Джейкоб Хейлбран: Почему реализм сегодня подвергается нападкам как несостоятельный подход к внешней политике? Или, по крайней мере, не столь значительный, как в 1970-е гг., когда у руля стояли такие выдающиеся деятели как Ханс Моргентау, Джордж Кеннан, Дин Ачесон и Вы? Что изменилось?
Генри Киссинджер: Не думаю, что мои взгляды на этот счет сильно изменились с 1970-х годов. Я всегда придерживался расширительного толкования национальных интересов, и большая часть доводов против реализма как разновидности идеализма, на мой взгляд, надуманна. Существует традиция противопоставлять группу исследователей, считающих силу определяющим элементом мировой политики, идеалистам, верящим в то, что ценности общества имеют решающее значение. Кеннан, Ачесон или другие упомянутые вами деятели не придерживались таких упрощенных взглядов. Точка зрения, которую разделяют реалисты разного толка, заключается в том, что при анализе внешней политики необходимо начинать с оценки элементов и факторов, актуальных для сложившейся ситуации. И совершенно очевидно, что ценности также включаются в общую картину как важный элемент. На самом деле споры ведутся по поводу относительных приоритетов и правильного баланса.
Хейлбран: В вашей новой биографии, написанной Найэллом Фергюсоном, меня поразила одна цитата из вашего дневника 1964 года. Вы высказали пророческое предположение, что «победа Голдуотера (выдвижение Барри Голдуотера кандидатом в президенты США. – РГП[2]) – это новое явление в американской политике, триумф идеологической партии в европейском смысле. Никто не может предсказать, чем все это закончится, потому что пока еще не было прецедентов».
Киссинджер: На партийном съезде такому человеку как я, хорошо знакомому с политикой «восточного истеблишмента» (либеральное крыло республиканской партии. – РГП.), все виделось именно так. Впоследствии я лучше узнал Голдуотера и проникся уважением к нему как глубоко порядочному человеку, имеющему нравственные убеждения.
Хейлбран: Все верно, но меня больше заинтересовало ваше истолкование идеологической силы, возникшей в 1964 году.
Киссинджер: Это была новая идеологическая сила в Республиканской партии. До того момента доминирующей внешнеполитической линией была позиция «восточного истеблишмента», основанная на моделях из европейской истории. Новая внешнеполитическая линия была миссионерской по своей сути; ее сторонники подчеркивали миссию Америки насаждать демократию в мире – если потребуется, с помощью военной силы. И они проявляли нетерпимость к любой оппозиции. Это стало характерной особенностью крайне правых и левых, которые периодически менялись сторонами.
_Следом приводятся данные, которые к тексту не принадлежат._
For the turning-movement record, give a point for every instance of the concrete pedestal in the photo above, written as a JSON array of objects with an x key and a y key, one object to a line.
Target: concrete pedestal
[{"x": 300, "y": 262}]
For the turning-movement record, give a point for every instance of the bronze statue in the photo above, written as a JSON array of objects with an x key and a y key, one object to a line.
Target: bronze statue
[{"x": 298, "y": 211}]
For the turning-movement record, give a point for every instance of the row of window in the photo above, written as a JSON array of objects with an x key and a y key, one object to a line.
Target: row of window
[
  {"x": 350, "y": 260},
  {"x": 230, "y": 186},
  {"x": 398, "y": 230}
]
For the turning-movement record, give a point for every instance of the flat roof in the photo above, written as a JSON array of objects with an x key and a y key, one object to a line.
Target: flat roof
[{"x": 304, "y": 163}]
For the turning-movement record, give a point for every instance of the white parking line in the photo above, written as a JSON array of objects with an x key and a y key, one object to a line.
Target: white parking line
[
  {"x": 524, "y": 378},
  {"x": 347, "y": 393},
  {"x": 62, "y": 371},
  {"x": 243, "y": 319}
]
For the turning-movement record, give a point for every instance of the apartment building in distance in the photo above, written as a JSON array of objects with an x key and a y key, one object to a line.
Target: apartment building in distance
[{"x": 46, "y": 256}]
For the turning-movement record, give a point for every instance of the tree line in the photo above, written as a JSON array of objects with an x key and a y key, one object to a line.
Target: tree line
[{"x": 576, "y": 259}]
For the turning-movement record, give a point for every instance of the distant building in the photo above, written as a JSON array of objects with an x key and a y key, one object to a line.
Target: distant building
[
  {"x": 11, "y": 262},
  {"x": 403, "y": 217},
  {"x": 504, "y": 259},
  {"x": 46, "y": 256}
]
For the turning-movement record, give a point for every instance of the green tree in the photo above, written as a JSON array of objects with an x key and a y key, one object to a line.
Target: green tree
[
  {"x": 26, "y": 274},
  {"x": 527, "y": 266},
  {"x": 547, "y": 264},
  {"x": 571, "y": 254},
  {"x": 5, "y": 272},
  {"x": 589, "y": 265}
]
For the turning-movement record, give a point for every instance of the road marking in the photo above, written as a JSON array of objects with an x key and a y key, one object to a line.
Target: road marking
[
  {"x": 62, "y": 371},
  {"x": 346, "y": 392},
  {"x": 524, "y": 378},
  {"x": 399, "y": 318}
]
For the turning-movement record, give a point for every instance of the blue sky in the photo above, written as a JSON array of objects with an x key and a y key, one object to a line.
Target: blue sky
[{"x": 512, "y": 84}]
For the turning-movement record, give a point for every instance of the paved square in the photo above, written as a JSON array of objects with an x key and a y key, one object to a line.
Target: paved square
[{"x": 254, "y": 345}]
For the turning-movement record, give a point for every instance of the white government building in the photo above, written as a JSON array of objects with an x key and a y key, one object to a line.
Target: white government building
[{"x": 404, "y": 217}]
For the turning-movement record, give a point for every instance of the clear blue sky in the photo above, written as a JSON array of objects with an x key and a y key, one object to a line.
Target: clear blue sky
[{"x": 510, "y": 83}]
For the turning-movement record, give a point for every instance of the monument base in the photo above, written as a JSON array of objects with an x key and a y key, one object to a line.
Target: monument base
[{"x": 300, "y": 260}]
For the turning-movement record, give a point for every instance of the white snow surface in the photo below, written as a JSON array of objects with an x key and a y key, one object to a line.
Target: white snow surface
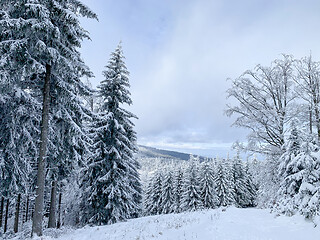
[{"x": 230, "y": 224}]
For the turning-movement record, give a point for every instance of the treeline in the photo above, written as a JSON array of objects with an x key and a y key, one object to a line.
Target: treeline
[
  {"x": 194, "y": 186},
  {"x": 65, "y": 157},
  {"x": 279, "y": 105}
]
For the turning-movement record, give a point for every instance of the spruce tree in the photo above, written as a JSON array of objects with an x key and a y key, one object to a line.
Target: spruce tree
[
  {"x": 289, "y": 173},
  {"x": 191, "y": 198},
  {"x": 113, "y": 185},
  {"x": 222, "y": 183},
  {"x": 153, "y": 199},
  {"x": 41, "y": 39},
  {"x": 239, "y": 182},
  {"x": 207, "y": 186},
  {"x": 178, "y": 190},
  {"x": 167, "y": 192}
]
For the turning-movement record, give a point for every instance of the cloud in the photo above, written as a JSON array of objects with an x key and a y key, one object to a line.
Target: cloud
[{"x": 181, "y": 54}]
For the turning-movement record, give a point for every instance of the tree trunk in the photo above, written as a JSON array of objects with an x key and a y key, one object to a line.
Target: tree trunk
[
  {"x": 6, "y": 217},
  {"x": 1, "y": 210},
  {"x": 310, "y": 119},
  {"x": 38, "y": 208},
  {"x": 16, "y": 219},
  {"x": 27, "y": 209},
  {"x": 59, "y": 209},
  {"x": 52, "y": 213}
]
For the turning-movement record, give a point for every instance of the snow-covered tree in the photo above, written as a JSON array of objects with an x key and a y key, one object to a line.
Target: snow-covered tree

Хейлбран: И те и другие яростно критиковали администрацию Никсона.
Киссинджер: Да.
Хейлбран: Я помню, Вы писали в своих мемуарах, что больше всего Вас удивили нападки со стороны правых.
Киссинджер: Я был совершенно не готов к этому.
Хейлбран: Они обвиняли Вас в попытках умиротворения Советского Союза.
Киссинджер: Некоторые люди, такие как Норманн Подхорец, с которым мы сегодня хорошие друзья, попеременно критиковал меня то с левых, то с правых позиций.
Хейлбран: Я подзабыл, что он был на такое способен. Хотя в конечном итоге разрядка сыграла ключевую роль в низложении Советского Союза, не так ли?
Киссинджер: Это моя точка зрения. Мы рассматривали разрядку как стратегию ведения противоборства с Советским Союзом.
Хейлбран: Я поражен, что эта позиция не привлекает больше внимания – в Европе принято считать, что разрядка была необходима для смягчения Восточной Европы и Советского Союза, а также преодоления воспоминаний о Второй мировой войне – тогда как в США возобладала триумфалистская идеология.
Киссинджер: Да, вы придерживаетесь мнения, будто Рейган начал этот процесс своей речью об Империи зла, которая, на мой взгляд, была произнесена в момент, когда Советский Союз уже был на пути к поражению. Мы были вовлечены в длительную борьбу и готовили многочисленные, конкурирующие между собой аналитические отчеты. Я был тогда сторонником жесткой линии, но также подчеркивал дипломатические и психологические измерения этого противостояния. Нам нужно было вести холодную войну так, чтобы не оказаться в изоляции, и занять такую позицию, при которой у нас был бы наилучший фундамент для ведения неизбежных конфликтов. Наконец, мы взяли на себя специальное обязательство найти способ избежать ядерного конфликта, поскольку он угрожал всей человеческой цивилизации. Мы стремились занять такую позицию, чтобы быть готовыми в случае необходимости применить силу, но чтобы всегда можно было доказать, что нас вынудили прибегнуть к этой крайней мере. Неоконсерваторы придерживались абсолютистских воззрений. Рейган умело использовал отведенное ему время, продемонстрировав недюжинные тактические навыки, хотя я не уверен, что все его действия были заранее продуманы. Но эффект был впечатляющим. Мне думается, что период разрядки был незаменимой прелюдией.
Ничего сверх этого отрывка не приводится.